Of course, trying to avoid mistakes is an obvious way of improving as an investor. With that in mind, here are three common mistakes which more successful investors usually avoid. Doing so could improve the risk/reward opportunity of your portfolio in the long run.
One of the more common investing mistakes is short-termism. This is essentially where an investor fails to fully consider the long-term prospects of a business, instead focusing on how it is performing at the present time.
For example, a stock may be experiencing a difficult period. Its profitability may be growing at a modest rate which is lower than some of its industry peers. As a result, its valuation could be low. While this situation may continue over a period of months, in the long run it could deliver a successful turnaround and generate high capital returns.
Investors who are able to overcome this situation are likely to be those who, by default, set out to hold shares for a long-term time period. Warren Buffett, for example, buys shares on the basis that the stock market will not be open for at least five years. In other words, he forces himself to look five years ahead before investing in order to generate a more favourable risk/reward ratio.
Analysing any company is always a worthwhile pursuit. It helps an investor to determine whether an investment opportunity is on offer. However, in some cases an investor may focus on areas which are perhaps less important than others. For example, they may only consider a company’s recent track record at a time when monetary policy is set to change significantly. Or, they could fail to focus on the strength of a company’s balance sheet in favour of considering its growth catalysts.
Investors who have a more structured means of analysing a company may be able to overcome a lack of focus when it comes to analysing a stock. As such, having an investment checklist could be a shrewd move for an investor seeking to concentrate on the most important parts of a business.

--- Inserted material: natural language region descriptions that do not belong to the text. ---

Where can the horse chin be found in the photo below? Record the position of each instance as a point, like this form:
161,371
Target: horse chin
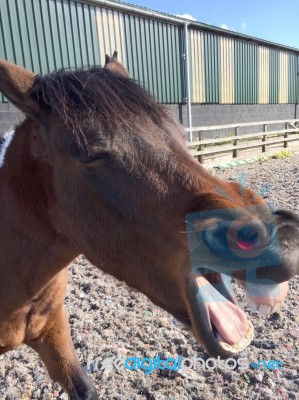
217,321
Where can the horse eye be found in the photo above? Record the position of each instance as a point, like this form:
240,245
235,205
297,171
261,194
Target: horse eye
96,157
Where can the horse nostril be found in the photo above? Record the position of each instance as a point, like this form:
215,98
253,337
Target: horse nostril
247,238
287,215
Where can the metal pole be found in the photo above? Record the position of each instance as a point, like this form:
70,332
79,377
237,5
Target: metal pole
188,86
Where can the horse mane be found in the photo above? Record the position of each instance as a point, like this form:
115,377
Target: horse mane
98,96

Clearly, it is not possible for any investor to be an expert in every industry. There will inevitably be some sectors where they have more knowledge than others. Despite this fact, some investors seek to invest in industries where they lack a competitive advantage, while at the same time overlooking sectors where their career background may provide them with a foundation from which to adequately analyse a stock.
Some of the more successful investors accept what they do not know, and seek to focus on areas where their knowledge can have the biggest impact. And if an investor is concerned about lacking diversification due to a relatively concentrated skill set or background knowledge, funds may be a sensible solution alongside direct holdings in companies.